On the way back to the site we managed to get milk in the garage as we headed out of Gruissane. We did look to see if the protestors had abandoned their post underneath the bridge, but they hadn’t. They had when we popped out a little later though, but all the shops were shut – we’re not entirely sure that they bothered opening to be fair.
The protestors stopped us from driving in to see Narbonne, and the rain stopped us from cycling, so unfortunately we missed out.
The protestors were still out on Sunday when we left for Spain. We thought at first that they wouldn’t be as they weren’t at 10am, but they soon started appearing. We were held up for about 20 mins whilst trying to get out of Narbonne (tyres burning and everything), and then again around Perpignan – this time for over an hour 😦
Everything seemed to go smoothly after this; even the tolls weren’t overly expensive. It’s best to take the toll road from Perpignan into Spain as otherwise you have to deal with very mountainous terrain – the total cost in tolls from Perpignan to Figueres was 11.50 Euros and it took a whole hour off our journey time!
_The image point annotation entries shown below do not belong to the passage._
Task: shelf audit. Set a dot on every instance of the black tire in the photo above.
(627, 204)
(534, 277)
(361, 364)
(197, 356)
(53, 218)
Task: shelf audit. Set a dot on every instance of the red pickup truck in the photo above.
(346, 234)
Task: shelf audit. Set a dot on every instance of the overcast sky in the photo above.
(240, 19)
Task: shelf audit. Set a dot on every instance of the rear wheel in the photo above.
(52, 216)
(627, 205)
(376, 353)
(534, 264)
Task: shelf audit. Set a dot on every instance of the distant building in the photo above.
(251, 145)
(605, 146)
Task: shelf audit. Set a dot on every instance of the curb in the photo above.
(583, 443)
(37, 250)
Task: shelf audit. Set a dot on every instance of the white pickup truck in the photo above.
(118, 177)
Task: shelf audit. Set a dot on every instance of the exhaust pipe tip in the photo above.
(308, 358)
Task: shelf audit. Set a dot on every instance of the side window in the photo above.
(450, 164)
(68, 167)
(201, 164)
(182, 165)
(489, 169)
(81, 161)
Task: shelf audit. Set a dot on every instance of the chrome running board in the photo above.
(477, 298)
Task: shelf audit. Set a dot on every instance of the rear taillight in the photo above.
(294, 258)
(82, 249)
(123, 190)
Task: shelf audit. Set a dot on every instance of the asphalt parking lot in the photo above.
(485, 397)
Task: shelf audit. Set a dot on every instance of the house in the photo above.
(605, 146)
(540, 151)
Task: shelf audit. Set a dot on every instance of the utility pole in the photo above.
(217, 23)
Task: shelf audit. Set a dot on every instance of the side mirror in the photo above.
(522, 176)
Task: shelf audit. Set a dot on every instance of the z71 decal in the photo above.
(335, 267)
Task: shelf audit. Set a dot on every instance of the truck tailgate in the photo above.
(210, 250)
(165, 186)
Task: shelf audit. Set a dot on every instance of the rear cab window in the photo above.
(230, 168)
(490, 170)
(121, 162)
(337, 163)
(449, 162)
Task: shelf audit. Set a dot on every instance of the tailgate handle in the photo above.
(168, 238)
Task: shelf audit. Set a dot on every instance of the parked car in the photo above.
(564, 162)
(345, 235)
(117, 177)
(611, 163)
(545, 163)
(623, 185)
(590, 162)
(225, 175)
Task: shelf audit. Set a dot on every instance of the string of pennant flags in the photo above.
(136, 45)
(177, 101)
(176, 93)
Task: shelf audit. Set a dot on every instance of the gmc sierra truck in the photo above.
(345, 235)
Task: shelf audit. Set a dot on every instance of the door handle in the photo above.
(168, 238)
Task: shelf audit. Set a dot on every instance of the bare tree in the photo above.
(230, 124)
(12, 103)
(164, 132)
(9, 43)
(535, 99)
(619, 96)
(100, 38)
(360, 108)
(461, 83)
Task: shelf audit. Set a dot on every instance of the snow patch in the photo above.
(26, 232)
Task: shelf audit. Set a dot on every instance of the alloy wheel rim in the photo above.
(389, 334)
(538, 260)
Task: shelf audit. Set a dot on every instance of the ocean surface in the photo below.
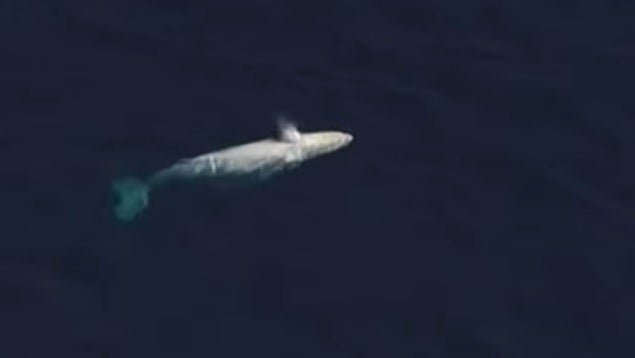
(485, 209)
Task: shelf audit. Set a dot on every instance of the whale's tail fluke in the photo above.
(132, 196)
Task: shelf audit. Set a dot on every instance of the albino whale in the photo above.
(241, 164)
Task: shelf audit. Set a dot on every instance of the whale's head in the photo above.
(315, 144)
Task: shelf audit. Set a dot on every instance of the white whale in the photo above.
(247, 163)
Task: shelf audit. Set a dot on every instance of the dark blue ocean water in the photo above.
(485, 209)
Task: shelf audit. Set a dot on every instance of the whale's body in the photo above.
(253, 161)
(246, 163)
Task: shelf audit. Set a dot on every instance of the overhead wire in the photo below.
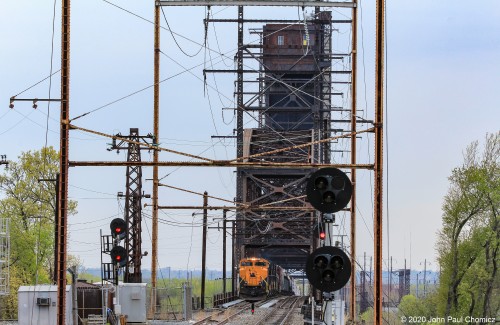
(50, 85)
At this point we started noticing the floods on either side of the roads, whole fields under water. Then about 10 miles away from our site we were barred from taking our required road by a police blockade – that’s all you get though, no diversion or anything! So we had to stop and re-calculate a route, which we did, only to be stopped again. This time the police directed us around the floods, which made for a very interesting 10 minutes or so 🙂 We’d already changed our destination by now as we thought we couldn’t get to l’Estartit, and we were very relieved to pitch up for the night. Ready to head the 10 miles to l’Estartit in the morning.